Even the Christological formulas, however, do not claim to offer a rational conceptual clarification. Instead, they emphasize clearly three contentions in the mystery of the sonship of God. First, Jesus Christ, the Son of God, is completely God, that in reality “the whole fullness of deity dwells bodily” in him (Colossians 2:9). Second, Jesus Christ is completely human. Third, those two “natures” do not exist beside one another in an unconnected way but, rather, are joined in him in a personal unity. Once again, the Neoplatonic metaphysics of substance offered the categories so as to settle conceptually those various theological concerns.
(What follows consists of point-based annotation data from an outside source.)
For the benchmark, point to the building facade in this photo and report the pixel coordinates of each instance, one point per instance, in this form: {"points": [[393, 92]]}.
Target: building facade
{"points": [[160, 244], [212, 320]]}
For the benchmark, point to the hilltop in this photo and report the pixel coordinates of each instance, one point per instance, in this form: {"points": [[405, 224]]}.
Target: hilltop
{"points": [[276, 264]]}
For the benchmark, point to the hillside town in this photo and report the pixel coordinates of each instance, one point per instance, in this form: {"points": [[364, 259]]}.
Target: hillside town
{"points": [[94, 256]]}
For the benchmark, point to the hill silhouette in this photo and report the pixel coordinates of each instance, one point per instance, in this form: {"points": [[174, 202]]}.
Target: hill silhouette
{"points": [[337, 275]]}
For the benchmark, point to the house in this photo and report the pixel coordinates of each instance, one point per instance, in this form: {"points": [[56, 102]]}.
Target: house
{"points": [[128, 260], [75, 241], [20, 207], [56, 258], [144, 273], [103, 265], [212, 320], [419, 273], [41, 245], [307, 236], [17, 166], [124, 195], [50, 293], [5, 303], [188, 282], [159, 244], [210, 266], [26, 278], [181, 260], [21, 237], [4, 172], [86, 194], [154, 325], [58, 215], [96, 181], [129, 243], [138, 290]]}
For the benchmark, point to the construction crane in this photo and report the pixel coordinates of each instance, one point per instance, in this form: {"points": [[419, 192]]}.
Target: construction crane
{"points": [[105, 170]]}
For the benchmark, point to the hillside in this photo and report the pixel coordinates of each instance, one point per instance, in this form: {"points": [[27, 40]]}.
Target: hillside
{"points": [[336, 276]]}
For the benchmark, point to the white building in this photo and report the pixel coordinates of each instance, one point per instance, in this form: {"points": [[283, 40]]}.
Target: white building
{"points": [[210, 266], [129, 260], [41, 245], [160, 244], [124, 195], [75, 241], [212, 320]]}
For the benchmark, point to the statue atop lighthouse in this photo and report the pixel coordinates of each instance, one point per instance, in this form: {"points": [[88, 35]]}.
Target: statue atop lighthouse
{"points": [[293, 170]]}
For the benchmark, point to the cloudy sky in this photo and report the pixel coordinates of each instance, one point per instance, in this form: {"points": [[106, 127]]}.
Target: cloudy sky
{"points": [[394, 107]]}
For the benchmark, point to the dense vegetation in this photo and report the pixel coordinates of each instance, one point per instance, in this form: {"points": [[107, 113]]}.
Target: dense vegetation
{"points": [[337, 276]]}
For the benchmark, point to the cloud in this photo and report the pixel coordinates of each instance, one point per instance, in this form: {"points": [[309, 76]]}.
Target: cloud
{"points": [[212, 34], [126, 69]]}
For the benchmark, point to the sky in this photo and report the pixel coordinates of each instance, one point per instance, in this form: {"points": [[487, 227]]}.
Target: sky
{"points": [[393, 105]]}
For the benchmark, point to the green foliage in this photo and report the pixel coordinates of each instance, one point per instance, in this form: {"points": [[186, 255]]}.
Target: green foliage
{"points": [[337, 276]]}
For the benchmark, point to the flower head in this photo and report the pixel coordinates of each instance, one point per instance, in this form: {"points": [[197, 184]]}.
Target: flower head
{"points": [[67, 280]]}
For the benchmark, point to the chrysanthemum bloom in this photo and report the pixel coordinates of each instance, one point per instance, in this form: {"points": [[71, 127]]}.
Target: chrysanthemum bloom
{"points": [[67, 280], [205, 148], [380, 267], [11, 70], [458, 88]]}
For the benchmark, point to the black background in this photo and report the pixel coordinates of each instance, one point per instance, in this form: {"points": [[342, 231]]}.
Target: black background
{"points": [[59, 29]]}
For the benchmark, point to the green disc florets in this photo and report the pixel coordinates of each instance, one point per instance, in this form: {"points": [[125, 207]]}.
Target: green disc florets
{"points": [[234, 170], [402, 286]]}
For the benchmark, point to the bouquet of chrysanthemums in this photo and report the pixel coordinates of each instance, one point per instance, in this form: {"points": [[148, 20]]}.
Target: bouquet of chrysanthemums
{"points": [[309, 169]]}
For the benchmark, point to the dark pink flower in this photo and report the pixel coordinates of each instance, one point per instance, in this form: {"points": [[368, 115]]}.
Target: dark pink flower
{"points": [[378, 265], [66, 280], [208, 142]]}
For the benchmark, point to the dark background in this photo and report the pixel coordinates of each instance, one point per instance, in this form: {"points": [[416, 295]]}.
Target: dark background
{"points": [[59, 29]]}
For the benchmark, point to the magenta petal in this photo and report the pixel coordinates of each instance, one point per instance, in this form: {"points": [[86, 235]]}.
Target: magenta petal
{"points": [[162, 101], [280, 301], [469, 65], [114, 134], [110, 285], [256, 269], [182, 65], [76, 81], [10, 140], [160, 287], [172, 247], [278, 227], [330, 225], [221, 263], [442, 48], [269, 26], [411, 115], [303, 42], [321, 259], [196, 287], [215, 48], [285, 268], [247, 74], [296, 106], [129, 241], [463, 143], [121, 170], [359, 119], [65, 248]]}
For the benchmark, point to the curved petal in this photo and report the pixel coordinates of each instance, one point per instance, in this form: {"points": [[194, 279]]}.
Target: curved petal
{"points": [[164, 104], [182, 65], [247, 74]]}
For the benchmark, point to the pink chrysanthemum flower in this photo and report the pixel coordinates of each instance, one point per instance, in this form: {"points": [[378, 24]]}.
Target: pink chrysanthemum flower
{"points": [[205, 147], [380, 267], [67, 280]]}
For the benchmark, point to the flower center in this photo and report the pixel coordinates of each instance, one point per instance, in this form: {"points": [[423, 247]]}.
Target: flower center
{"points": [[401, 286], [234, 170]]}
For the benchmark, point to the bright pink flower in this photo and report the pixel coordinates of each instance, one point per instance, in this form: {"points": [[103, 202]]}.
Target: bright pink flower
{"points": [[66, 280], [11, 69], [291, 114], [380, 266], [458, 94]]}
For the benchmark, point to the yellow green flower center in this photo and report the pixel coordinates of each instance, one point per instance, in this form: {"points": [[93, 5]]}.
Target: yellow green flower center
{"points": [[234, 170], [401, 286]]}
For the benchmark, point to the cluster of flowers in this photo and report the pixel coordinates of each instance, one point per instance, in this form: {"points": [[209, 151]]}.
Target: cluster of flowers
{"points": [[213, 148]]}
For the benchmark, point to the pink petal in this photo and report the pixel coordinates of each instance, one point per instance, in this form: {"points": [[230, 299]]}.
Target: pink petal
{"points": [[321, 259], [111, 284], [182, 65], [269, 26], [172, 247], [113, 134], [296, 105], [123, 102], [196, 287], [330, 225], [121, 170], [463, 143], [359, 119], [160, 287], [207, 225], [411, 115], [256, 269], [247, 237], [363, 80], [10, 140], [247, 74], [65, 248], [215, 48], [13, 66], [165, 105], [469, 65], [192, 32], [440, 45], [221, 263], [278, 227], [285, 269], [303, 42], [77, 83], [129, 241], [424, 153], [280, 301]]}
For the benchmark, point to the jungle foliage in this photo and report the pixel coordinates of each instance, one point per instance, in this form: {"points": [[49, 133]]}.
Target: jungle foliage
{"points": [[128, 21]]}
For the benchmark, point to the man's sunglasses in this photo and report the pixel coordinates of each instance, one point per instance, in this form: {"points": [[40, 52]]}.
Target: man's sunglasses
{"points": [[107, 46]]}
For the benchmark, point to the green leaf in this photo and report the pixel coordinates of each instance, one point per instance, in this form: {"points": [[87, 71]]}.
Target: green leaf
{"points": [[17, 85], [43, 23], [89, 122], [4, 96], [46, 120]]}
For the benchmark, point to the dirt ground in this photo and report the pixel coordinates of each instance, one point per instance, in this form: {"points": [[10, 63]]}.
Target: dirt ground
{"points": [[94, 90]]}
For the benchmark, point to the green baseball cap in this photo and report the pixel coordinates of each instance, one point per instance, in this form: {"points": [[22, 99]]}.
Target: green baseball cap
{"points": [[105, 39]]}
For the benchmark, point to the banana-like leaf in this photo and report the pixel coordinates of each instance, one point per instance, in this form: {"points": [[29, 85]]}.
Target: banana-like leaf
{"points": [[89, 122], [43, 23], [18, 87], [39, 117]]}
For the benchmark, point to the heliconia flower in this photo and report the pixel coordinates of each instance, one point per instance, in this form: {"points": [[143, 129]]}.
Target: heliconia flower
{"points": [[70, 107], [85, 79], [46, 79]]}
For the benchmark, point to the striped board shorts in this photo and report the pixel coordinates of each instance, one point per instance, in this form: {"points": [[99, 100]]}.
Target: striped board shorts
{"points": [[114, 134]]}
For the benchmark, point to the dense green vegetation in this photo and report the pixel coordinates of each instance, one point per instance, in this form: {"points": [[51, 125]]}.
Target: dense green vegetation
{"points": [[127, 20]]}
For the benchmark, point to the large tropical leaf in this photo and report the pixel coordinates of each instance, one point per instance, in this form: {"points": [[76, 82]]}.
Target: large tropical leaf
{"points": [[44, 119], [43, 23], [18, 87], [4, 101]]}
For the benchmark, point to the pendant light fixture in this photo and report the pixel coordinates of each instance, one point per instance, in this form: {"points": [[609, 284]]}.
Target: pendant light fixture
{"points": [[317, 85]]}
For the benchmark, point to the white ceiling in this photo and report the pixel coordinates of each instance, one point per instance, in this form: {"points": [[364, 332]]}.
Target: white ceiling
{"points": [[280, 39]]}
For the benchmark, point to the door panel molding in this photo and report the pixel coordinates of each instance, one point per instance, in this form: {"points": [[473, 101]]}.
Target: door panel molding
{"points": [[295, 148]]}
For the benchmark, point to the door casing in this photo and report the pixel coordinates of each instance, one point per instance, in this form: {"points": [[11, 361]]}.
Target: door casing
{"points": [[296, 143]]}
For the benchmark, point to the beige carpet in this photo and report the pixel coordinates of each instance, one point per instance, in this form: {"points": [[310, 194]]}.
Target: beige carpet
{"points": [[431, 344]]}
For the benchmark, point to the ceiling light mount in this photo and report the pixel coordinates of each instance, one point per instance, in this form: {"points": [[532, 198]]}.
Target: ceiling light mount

Thus, the idea of the unity of substance (homoousia) of the divine Logos with God the Father assured the complete divinity of Jesus Christ, and the mystery of the person of Jesus Christ could be grasped in a complex but decisive formula: two natures in one person. The concept of person, taken from Roman law, served to join the fully divine and fully human natures of Christ into an individual unity.
Christology, however, is not the product of abstract logical operations but instead originates in the liturgical and charismatic sphere wherein Christians engage in prayer, meditation, and asceticism. Not being derived primarily from abstract teaching, it rather changes within the liturgy in new forms and in countless hymns of worship—as in the words of the Easter liturgy:
The king of the heavens appeared on earth out of kindness to man and it was with men that he associated. For he took his flesh from a pure virgin and he came forth from her, in that he accepted it. One is the Son, two-fold in essence, but not in person. Therefore in announcing him as in truth perfect God and perfect man, we confess Christ our God.